A Belarusian blogger arrested after Minsk diverted the commercial flight he was on in 2021 went on trial in the country’s capital Thursday.
Raman Pratasevich, who ran the news channel Nexta, is facing charges including organizing mass unrest and plotting to overthrow the government.
One of Nexta’s founders, Stsiapan Putsila, and a site administrator, Yan Rudzik — both of whom no longer live in Belarus — are being in tried in absentia.
The Nexta channel, which ran via a messaging app, gained popularity as a way to share news and information in 2020 during the contested reelection of President Alexander Lukashenko and the mass protests that followed.
Authorities in November 2020 issued an arrest warrant for Pratasevich and Putsila, both of whom were already living outside the country.
Pratasevich was arrested in May 2021 when a bomb hoax was used to divert the Ryanair passenger jet he was traveling on from Greece to Lithuania.
The U.S. and the European Union denounced the move as a hijacking and imposed sanctions against Lukashenko’s government.
A U.N. investigation into the diverted flight determined in 2022 that the purported threat used to divert the plane was “deliberately false and endangered its safety.”
The report by the International Civil Aviation Organization concluded that Belarus committed “an act of unlawful interference,” in diverting the flight.
The U.N. agency oversees rules on civil air space but has no power to impose sanctions, AFP reported.
Since his arrest, Pratasevich has appeared on state television in what analysts have described as forced confessions. The blogger has been held under house arrest while awaiting trial.
Last year, a court convicted his girlfriend, Sofia Sapega, who was also on the diverted flight, for inciting social hatred. She was sentenced to six years in prison.
The Belarus Embassy in Washington did not respond to VOA’s email requesting comment.
‘Crackdown on free speech’
The New York-based Committee to Protect Journalists has called on Belarus to drop the charges against Pratasevich and his absent co-defendants.
In a statement, Gulnoza Said of CPJ’s Europe and Central Asia program said the charges are “a cynical display of the vindictive nature of the Belarusian government, which is determined to retaliate against those who covered the 2020 protests.”
In an email Friday, Said told VOA, “My observation is that the authorities stopped even pretending that it’s not a crackdown on free speech and free media. The masks are off. Lukashenko doesn’t seem to bother with his image in the West anymore.”
Belarus is one of the worst jailers of journalists globally, after mass arrests of media workers who covered the protest movement, according to the CPJ and other rights organizations.
More than 30 journalists are behind bars, either awaiting trial or serving sentences, according to the Belarusian Association of Journalists. Two of those detained contributed to VOA sister network Radio Free Europe/Radio Liberty.
Speaking about the mass arrests, Volha Khvoin, who is on the board of the Belarusian Association of Journalists, told VOA last month, “This is their sacrifice for freedom of speech.”

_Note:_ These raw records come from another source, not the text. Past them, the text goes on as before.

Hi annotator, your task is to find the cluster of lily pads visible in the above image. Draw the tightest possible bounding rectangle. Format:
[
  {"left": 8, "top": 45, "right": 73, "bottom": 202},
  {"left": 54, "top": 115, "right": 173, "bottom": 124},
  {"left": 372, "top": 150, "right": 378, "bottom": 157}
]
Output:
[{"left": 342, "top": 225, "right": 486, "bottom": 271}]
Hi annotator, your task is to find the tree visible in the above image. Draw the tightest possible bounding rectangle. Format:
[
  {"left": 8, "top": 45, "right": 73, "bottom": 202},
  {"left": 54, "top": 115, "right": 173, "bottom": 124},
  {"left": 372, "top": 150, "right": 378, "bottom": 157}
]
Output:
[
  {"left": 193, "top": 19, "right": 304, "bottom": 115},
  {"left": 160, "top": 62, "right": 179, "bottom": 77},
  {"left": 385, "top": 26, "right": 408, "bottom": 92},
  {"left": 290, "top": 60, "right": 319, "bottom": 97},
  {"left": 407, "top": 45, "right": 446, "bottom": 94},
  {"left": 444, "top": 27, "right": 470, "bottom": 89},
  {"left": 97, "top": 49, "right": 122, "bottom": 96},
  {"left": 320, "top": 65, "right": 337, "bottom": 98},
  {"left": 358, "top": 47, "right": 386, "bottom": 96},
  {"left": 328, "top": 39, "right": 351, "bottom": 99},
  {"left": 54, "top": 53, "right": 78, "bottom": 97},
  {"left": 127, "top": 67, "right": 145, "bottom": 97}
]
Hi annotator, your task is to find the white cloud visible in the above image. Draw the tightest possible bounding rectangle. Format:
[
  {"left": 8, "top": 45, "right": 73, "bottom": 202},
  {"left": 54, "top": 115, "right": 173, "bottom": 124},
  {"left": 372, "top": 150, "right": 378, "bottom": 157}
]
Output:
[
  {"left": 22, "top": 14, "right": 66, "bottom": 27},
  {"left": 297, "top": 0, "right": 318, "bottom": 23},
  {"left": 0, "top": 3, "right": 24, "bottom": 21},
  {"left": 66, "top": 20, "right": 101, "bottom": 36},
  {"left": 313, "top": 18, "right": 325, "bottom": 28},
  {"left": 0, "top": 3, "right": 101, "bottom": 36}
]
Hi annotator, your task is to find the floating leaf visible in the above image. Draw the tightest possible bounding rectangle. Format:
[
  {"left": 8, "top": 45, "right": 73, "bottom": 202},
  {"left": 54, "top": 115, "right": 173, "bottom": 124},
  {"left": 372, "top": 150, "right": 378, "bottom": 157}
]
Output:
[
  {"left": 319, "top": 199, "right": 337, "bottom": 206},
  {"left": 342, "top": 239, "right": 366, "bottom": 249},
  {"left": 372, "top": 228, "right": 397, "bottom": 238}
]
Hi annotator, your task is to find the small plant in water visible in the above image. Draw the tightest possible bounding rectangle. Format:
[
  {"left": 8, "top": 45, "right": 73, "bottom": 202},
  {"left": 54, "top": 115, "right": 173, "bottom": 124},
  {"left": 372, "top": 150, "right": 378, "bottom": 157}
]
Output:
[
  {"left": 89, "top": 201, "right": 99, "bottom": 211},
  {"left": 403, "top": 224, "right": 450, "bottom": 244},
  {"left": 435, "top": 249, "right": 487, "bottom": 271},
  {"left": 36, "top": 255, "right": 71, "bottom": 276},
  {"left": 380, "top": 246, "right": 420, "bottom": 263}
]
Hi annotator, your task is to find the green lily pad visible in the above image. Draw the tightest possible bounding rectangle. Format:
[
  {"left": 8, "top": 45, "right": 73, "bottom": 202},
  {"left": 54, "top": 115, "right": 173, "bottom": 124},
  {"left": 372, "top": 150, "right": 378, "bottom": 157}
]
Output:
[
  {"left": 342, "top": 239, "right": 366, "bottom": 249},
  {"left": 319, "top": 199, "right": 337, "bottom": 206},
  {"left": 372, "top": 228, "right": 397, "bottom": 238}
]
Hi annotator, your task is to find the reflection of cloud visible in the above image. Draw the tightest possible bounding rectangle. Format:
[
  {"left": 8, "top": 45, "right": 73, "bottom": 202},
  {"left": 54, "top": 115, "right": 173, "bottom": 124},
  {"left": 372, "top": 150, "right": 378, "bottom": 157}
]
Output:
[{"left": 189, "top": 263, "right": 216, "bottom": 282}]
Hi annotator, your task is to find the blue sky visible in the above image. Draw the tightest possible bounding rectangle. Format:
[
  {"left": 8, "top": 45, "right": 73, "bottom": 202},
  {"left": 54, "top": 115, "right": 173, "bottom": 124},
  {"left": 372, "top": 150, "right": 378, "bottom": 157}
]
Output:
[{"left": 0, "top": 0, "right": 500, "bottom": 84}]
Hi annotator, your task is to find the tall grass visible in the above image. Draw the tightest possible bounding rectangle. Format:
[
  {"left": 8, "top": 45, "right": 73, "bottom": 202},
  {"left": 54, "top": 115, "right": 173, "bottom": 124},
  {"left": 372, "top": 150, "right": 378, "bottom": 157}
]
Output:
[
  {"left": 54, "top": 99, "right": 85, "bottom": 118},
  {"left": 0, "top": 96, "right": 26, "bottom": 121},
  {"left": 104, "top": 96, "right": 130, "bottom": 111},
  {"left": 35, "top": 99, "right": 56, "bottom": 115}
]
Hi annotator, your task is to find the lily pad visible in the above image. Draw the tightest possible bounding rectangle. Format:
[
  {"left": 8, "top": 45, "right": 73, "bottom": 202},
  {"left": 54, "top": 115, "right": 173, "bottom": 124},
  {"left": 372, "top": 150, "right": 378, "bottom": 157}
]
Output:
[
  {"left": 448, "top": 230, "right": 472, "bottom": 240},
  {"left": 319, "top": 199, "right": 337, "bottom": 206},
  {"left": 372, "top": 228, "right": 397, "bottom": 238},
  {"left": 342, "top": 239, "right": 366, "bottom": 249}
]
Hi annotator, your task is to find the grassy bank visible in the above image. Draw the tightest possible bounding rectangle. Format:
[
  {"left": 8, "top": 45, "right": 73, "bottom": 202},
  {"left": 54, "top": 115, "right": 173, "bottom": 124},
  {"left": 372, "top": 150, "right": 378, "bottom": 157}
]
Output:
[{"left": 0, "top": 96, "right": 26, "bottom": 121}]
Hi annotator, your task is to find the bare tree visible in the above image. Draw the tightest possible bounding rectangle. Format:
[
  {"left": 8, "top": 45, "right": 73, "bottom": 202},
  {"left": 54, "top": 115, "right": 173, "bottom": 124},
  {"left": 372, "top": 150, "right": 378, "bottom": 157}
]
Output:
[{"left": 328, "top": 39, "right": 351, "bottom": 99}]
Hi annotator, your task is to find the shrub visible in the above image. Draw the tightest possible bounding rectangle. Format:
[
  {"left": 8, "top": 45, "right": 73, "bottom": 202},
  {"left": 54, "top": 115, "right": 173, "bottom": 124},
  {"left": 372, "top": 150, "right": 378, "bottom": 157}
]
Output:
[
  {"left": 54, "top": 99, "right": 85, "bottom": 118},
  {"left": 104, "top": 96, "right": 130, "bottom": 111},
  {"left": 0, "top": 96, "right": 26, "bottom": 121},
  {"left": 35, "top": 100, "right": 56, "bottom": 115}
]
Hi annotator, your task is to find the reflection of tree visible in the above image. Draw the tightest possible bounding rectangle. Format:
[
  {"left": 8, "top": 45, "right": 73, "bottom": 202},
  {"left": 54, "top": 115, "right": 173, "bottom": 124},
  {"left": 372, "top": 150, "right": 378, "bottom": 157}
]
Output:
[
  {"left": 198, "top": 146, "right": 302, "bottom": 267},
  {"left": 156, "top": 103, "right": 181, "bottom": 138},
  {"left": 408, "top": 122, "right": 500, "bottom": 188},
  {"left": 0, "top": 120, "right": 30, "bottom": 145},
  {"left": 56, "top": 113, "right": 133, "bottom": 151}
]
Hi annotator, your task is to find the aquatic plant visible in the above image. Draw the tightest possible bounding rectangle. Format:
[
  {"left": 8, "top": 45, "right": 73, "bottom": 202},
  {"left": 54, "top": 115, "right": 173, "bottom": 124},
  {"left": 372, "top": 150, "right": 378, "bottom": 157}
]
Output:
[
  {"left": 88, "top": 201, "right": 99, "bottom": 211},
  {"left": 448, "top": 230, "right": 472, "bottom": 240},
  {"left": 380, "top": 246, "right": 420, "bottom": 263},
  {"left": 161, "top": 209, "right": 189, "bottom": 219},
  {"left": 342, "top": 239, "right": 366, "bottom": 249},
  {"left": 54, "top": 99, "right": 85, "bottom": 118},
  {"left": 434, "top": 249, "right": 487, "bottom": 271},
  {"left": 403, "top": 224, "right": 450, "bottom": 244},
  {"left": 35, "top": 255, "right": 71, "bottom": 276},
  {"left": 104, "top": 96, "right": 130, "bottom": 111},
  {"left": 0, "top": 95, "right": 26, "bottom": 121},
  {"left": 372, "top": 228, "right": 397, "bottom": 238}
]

Said told VOA that the CPJ is concerned about the plight of journalists in Belarus, adding that “lengthy prison sentences have also become a norm.”
“The trials are mostly held behind closed doors. Lawyers are forced to sign a nondisclosure agreement so [they] cannot reveal any information,” she said. “The authorities seem to want to teach a lesson to the Lukashenko regime’s critics by showing that anybody voicing dissent will face a very harsh punishment.”
Belarus has a poor record for media freedom. The watchdog group Reporters Without Borders describes it as “Europe’s most dangerous country for journalists until Russia’s invasion of Ukraine.”
The country ranks 153rd out of 180 countries on the RSF Press Freedom Index, where No. 1 signals the best environment for media.
Some information for this report came from The Associated Press.